The correlation between the demographic indexes and CBZ levels of aquifer A was higher than that of aquifer B, in general, but the two followed the same trend. In order to determine whether CBZ levels are higher in the first aquifer than in the second aquifer, a paired sample t-test was applied. The results showed that there was a significant difference between CBZ levels in aquifer A and aquifer B (t = 54.3; p-value < 0.0001), meaning that, on average, the concentration of CBZ in aquifer A was 16.8 ng/L higher than the CBZ concentration in aquifer B (95% confidence interval ranging from 16.18 to 17.4). This result is consistent with the hypothesis that CBZ may originate from leakages from the sewage network, which generally lays at few meters from the ground surface.
Moreover, a chi-square test was used to test the association of CBZ clusters in the first aquifer (A) with the CBZ clusters of the second aquifer (B), and the association was found to be significant (χ2 = 21.97; p-value < 0.0001). Thus, we can reject the null hypothesis that asserts the two aquifers were independent of each other in terms of CBZ contamination. Finally, Pearson’s correlation analysis was applied to the CBZ levels in both aquifers A and B, and revealed a positive and highly significant correlation (r = 0.44; p < 0.00009), suggesting the possibility of CBZ leaching from the upper aquifer (A) to the lower aquifer (B).

4. Discussion

The significant amount of evidence of the presence of pharmaceutical residues in freshwater suggests that current policy approaches are inadequate for the protection of water quality and freshwater ecosystems.
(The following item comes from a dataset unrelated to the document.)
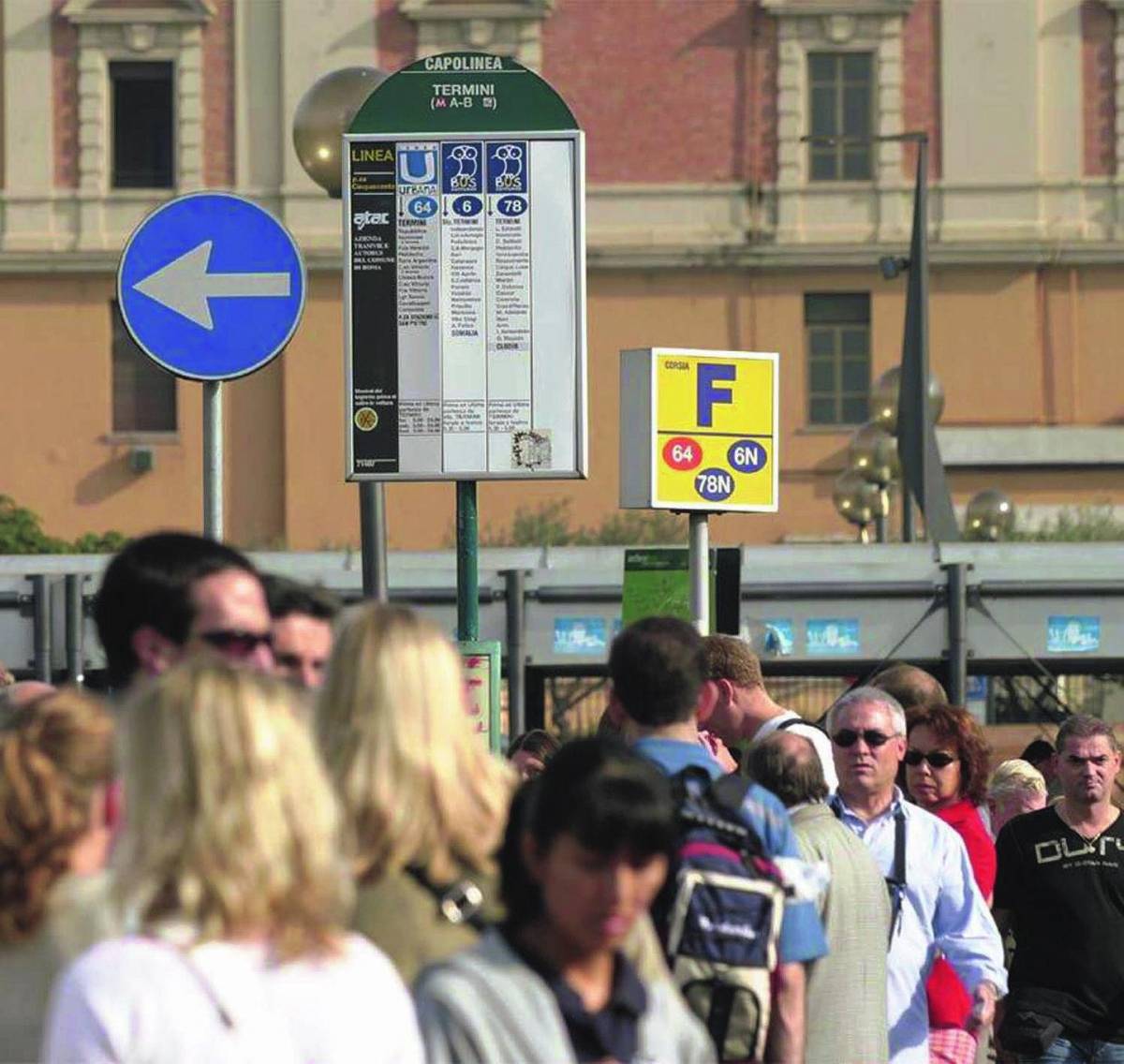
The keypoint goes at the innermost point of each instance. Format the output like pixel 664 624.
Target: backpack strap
pixel 459 902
Current policies are mostly reactive (when the risks are proven), applied on an individual substance basis (i.e., through individual EQS), and resource intensive, whereas the diffuse pollution remains largely unmonitored and unregulated [70]. There is a need to change the implementation of current policies from reactive to proactive according to the following strategies (OECD) [71]: (i) improve monitoring and reporting on the occurrence, fate, toxicity, human health, and ecological risks of pharmaceutical residues to lay the groundwork for pollution reduction policies; (ii) implement source-directed approaches, such as the sustainable design and procurement of pharmaceuticals, to prevent the release of residues in water bodies; (iii) introduce the use of orientated approaches, such as disease prevention, improved diagnostics, and restrictions on pharmaceuticals with high environmental risk, to reduce inappropriate and excessive consumption; and (iv) implement end-of-pipe measures, such as advanced wastewater treatment, public collection schemes for unused pharmaceuticals, and education campaigns to safely dispose of and remove pharmaceutical residues.
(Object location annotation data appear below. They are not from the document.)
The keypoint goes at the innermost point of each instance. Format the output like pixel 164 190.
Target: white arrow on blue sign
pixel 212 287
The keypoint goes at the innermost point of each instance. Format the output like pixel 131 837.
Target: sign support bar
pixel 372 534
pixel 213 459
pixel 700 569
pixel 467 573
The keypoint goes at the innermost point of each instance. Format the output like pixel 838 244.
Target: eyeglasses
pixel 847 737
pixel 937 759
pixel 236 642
Consistent with these strategies, the main objective of this study was to evaluate the correlation of groundwater CBZ levels in different aquifers with demographic indicators within the Milan urban area. Despite the fact that CBZ is a well-known and ubiquitous pollutant, very little is known about its source and impacts. Thus, to assess whether the overall population acts as a homogeneous CBZ source, we investigated the demographic characteristics in the Milan urban area at a sub-municipal scale.
The 76 demographic variables derived from the census data of the Milan municipality were reduced to a smaller number of more effective indicators using factor and cluster analyses. The results clearly showed that the level of CBZ in groundwater is not homogeneous throughout the territory and is strongly related to the population composition of the sub-areas. Moreover, the concentrations of CBZ in the groundwater samples of the first aquifer were 16.8 ng/L higher than those of the second aquifer, and the contamination followed the same pattern in both the unconfined and semi-confined aquifers. This finding is consistent with the hypothesis that CBZ derives from sewage leakages occurring at soil depths of a few meters below the surface, before leaking to the lower aquifers.
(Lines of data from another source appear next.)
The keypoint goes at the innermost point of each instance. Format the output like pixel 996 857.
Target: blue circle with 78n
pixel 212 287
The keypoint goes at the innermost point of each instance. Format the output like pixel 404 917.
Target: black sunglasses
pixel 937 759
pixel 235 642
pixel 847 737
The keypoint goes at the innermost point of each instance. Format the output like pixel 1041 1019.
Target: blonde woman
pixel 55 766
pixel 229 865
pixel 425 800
The results also indicated that, although the population overall is the main source of pharmaceutical contamination in urbanized areas, the different consumption profiles of the population demographic segments are clearly reflected in the occurrence and loads of CBZ measured in groundwater. Higher concentrations of CBZ in both aquifers were found to be associated with different age classes and social composition. In particular, the highest levels of CBZ in groundwater were found to be correlated with a higher presence of people aged over 70 years. This is consistent with the findings of Hauser et al. [72], who found that the incidence of epilepsy is increasing in those over 60 years of age. In addition, many studies showed that CBZ is used frequently in the elderly population [73,74], and elderly patients who use CBZ and are considered stable are unlikely to switch to another anti-epileptic drug and use it for the remainder of their life [75].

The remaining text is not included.